Love and Hope in the Climate Revolution

SOURCE: Sierraclub.org

My friend “>Renee Lertzman has been studying the psychology of the environment and climate change for more than 20 years. She tells us that we need to establish a way of acknowledging and making space for what we are feeling, not just what we know about the climate crisis.  In this time of increasingly stark reports about the global climate, Lertzman believes it is important to develop a literacy when it comes to how we are feeling or responding to our climate crisis and to environmental threats.

In fact, as you look back over the last 20 years, we have seen the language and terminology shift and change. First, it was global warming, then climate change, and now we are seeing the rise of climate chaos and climate crisis as how we frame the reality of catastrophic weather events, species decline, and the environmental diaspora of those most affected. Words matter. So do feelings. Renee’s work is specifically about how important it is as communicators to create the space within our work so that humanity can express feelings of anxiety or ambivalence before we turn to the creativity and innovation needed to mobilize and change the direction we are headed.

A beautiful piece in Ecowatch by Erika Spanger-Siegfried expresses beautifully how to move from anxiety and despair to hope – because in the end, hope is rooted in love.  “However poorly we tend it, however fragile we think it, this hope thing will not-really, cannot-quit. We might feel anguish, but despair just won’t stick because it’s not over. Maybe it’s an evolutionary impulse to save our own skin and our loved ones’; to quote a friend, ‘Hope is a discipline for survival.’ But I’ll call it love. I’m not sure they’re different. And therein lies hope’s unstoppable power: if you love-anything-you hope.”

I think love’s hope is behind Extinction Revolution and the climate marches, and all the action we are seeing in the world. From Gen Alpha to Boomers, people are starting to act. And there are signs that we are making progress. This April, for the first time ever, renewable energy supplied more power to America’s grid than coal-the clearest sign yet that solar and wind can now go head-to-head with fossil fuels. In two-thirds of the world, they’ve become the cheapest forms of power. Solar and wind will power half the globe by 2050, based on Bloomberg forecasts.
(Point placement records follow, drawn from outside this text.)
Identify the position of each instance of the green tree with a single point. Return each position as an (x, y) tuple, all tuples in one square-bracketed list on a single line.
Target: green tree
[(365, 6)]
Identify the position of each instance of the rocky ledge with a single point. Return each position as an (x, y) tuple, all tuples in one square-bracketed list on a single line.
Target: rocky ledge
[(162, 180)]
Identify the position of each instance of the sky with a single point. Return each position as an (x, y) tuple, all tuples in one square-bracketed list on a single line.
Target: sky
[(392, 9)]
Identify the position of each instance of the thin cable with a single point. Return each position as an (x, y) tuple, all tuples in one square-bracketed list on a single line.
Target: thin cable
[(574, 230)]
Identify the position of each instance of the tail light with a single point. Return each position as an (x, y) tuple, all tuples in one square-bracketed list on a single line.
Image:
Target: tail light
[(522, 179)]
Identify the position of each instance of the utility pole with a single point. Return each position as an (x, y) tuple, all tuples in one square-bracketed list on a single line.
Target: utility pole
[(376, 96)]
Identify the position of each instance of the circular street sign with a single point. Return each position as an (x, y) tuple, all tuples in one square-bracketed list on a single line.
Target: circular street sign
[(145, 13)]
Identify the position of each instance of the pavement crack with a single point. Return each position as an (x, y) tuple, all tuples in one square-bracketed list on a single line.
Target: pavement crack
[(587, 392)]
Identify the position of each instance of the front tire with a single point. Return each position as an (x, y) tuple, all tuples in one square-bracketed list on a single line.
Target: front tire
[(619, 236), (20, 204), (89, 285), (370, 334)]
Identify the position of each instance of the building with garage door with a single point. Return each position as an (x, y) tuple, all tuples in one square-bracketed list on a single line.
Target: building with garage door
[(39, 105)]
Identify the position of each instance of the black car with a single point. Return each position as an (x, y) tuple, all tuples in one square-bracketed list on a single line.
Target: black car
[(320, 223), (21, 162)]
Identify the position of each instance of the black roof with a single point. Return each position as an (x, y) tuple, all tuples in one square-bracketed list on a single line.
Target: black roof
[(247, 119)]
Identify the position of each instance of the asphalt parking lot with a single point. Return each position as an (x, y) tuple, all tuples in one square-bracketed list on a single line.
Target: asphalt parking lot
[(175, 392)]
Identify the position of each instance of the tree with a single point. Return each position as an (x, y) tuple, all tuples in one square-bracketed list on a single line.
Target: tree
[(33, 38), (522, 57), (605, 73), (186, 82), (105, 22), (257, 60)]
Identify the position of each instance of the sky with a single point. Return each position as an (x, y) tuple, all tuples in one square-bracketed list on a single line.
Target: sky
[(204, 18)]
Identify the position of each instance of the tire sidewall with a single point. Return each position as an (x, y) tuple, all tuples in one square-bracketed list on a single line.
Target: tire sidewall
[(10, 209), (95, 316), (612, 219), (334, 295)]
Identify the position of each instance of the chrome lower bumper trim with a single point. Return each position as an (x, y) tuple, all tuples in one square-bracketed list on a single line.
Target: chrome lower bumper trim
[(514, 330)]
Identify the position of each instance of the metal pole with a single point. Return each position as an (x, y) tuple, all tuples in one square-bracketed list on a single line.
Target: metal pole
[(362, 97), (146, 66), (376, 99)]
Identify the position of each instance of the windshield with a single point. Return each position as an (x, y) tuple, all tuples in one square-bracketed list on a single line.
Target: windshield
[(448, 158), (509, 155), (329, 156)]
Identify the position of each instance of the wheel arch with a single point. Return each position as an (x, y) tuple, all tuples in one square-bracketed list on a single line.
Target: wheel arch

Two-thirds of Americans believe climate change is either a crisis or a serious problem, with a majority wanting immediate action to address global heating and its damaging consequences. “Americans are finally beginning waking up to the existential threat that the climate emergency poses to our society,” said Margaret Klein Salamon, a clinical psychologist and founder of the Climate Mobilization Project which fielded the recent polling. “This is huge progress for our movement – and it’s young people that have been primarily responsible for that.”

Isn’t it interesting that some of the sharpest minds in the climate dialogue are psychologists and behaviorists? Because the facts are clear. An emotional, soul-level response to this data is what’s needed next.  What activists are showing us is the authentic expression of rage, sorrow, disbelief, anxiety and….. in the end, hope. Just follow Greta Thurnberg on Instagram – she is the personification of the emotional and intellectual response to the climate crisis. As she winds her way across North America, you can see the full range of human emotions on her face as she speaks at the UNGA or sits in stoic solidarity every Friday for the climate strikes. Her later visit to an animal sanctuary clearly evokes love and hope if the smile on her face is any clue.

According to Gen Z research recently release by Porter Novelli (my place of employment), this place of hope and love is the power behind the new generation of activism we see all around us. They’re tired of the divisive narrative that has taken over the national news — 94 percent of Generation Z believes our country needs to come together to make progress on important issues. In fact, 85 percent would rather focus on the positive progress we’ve made rather than the negative.

Because it is the power of hope, based in love, that drives all of us to keep trying. It will take all of us, everywhere, trying everything, if we are going to create the world we want.